The expanded experiment would have the same dual goals, but would likely test a greater number of antipsychotic drugs on a much larger, international population and include funding from foundations and government agencies as well as drug companies.
A company participating in the study would have to seek FDA approval for expanded use of their drug, Yale’s Dr. Miller says. Clinicians agree that despite the radical nature of the studies, the timing is right. “We wouldn’t be doing this study five years ago with the old antipsychotics,” says Yale’s Dr. McGlashan, principal investigator at the Prime Research Clinic. “The risks of these new drugs are much, much lower.”

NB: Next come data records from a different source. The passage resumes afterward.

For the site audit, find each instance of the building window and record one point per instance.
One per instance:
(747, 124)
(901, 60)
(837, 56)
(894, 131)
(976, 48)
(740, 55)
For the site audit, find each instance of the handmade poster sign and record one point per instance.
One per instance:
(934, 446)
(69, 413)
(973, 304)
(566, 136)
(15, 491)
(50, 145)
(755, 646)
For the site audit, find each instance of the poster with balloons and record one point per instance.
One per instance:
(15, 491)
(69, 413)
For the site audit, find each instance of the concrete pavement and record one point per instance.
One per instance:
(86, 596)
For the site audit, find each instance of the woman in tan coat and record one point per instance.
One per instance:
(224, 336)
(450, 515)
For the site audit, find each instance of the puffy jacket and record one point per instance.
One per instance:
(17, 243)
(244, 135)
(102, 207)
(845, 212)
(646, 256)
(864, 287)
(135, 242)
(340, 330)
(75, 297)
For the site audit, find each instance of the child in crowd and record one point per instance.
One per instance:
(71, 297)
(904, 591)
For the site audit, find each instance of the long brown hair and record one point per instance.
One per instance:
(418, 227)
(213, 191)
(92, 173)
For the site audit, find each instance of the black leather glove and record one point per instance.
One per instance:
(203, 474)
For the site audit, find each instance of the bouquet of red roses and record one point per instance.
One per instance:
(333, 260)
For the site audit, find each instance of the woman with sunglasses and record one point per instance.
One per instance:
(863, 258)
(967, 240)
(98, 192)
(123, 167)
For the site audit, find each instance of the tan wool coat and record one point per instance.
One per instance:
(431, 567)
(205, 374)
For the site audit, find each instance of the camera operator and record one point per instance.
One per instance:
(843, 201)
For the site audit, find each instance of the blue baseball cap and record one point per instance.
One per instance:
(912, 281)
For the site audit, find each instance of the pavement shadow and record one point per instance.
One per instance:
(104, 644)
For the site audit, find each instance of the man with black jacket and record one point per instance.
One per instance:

Indeed, Dr. Miller, who has a Ph.D. in clinical psychology, compares the current research environment around schizophrenia to that of breast cancer decades ago. Back then, she says, before women were educated about breast cancer and received prescreening, the disease typically had a higher mortality rate. Now, with widespread knowledge and testing that can determine if women are predisposed to breast cancer, it can be treated much earlier and therefore managed. Still, the details of the proposed expansion need to be worked out. The tests would require about 1,500 patients ranging in age from about 15 to 25, the period in which the disease generally strikes, says Jorge A. Costa e Silva, a New York University psychiatry professor and a former director of the World Health Organization’s mental-health division who is chairman of the steering committee for the multinational study. He envisions a trial that includes six to eight countries of varying wealth and hopes to see the experiments under way by next spring.
Yves Lecroubier, a doctor with Inserm, France’s national health organization, says while the study should involve many countries, basic questions about the symptoms of schizophrenia can be interpreted differently in different countries. In Arabic nations, for instance, when a young adult is asked whether he has experienced hallucinations, he might say “yes” because visions of prophets are encouraged.